Linkage with other quatrains: 8.76.
Decoding of the number 10.40. 1000-40=960. By turning 9 in 6 and placing 1 in front we get 1660 – the year of beginning of reign.
Quatrain 2.53[1] Plague in England
La grande peste de cite maritime
Ne cessera que mort ne soit vengee:
Du iuste sang par pris damne sans crime,
De la grand' dame par fainte n'outragee.
The great plague of the maritime city
Will not cease until there be avenged the death:
Of the just blood, condemned for a price without crime,
Of the great lady insulted by pretense.
The 1 line. In 1665 the great bubonic plague was in London. It killed ~25% population of capital. Merchant ships with cotton brought epidemic from Netherland. The fleas, infected from ship's rats, were carriers of the plague.
The 2 – 3 lines. Probably the prophet considered the plague in England as punishment for the execution of king Charles I. In 1666 the big fire in London became end of plague. It deleted fleas, rats and infection. The city was rebuilt already with due regard the requirements of sanitation.
The 4 line tells about the insulted noble lady. Perhaps this is the wife of Charles I, which was exile to France with children.

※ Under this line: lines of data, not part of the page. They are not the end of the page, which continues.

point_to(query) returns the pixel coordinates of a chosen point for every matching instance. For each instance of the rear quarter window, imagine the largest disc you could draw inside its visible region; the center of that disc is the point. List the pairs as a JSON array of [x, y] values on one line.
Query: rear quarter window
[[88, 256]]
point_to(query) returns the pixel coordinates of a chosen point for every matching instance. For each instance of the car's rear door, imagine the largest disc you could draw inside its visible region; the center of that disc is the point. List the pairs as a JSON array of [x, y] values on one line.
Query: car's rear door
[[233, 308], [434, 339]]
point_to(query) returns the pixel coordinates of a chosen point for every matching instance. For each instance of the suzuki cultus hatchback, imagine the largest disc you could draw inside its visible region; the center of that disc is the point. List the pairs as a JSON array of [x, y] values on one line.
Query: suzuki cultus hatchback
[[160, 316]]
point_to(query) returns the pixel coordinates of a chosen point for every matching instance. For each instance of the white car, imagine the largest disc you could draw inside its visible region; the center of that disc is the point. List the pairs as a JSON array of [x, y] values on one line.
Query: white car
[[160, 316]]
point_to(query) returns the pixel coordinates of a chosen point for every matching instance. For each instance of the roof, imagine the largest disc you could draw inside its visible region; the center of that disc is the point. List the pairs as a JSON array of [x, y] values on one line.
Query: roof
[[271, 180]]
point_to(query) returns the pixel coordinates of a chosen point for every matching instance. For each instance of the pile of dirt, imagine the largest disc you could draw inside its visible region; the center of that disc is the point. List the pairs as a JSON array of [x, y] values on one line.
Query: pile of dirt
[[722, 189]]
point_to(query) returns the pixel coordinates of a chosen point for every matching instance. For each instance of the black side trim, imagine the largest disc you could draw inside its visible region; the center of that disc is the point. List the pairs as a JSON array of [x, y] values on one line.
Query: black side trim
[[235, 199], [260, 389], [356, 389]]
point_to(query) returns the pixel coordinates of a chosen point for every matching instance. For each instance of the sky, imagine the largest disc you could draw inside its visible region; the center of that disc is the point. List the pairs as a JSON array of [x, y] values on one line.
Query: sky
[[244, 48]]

Decoding of the number 2.53. If 2 to consider as 2000, 2000-35=1965, 9 to flip in 6, then we get 1665 – year of the beginning of a plague.
Quatrain 2.51 Fire in London
Le sang du iuste a Londres fera faute,
Bruslez par foudres de vingt trois les six,
La dame antique cherra de place haute,
De mesme secte plusieurs seront occis.
The blood of the righteous will bring blame to London.
Burned by lightning at twenty by three and six,
The ancient lady will fall from her high place,
Several of the same sect will be killed.
Nostradamus predicted the Great Fire in London from September 2 to 5, 1666 (666 is the number of the Antichrist). The numbers 2 and 5 in the quatrain's number indicate the days of the beginning and end of the fire. The second line shows the year of the fire: 20×3=60 and 6 – 66 year. The first line is about the cause of the fire. This is a punishment for Londoners for the innocently shed blood of king Charles I.
The fourth line speaks of foreigners and Catholics killed by a crowd. Many residents believed that the cause of the fire was arson organized by the French and Dutch, with whom there was a war.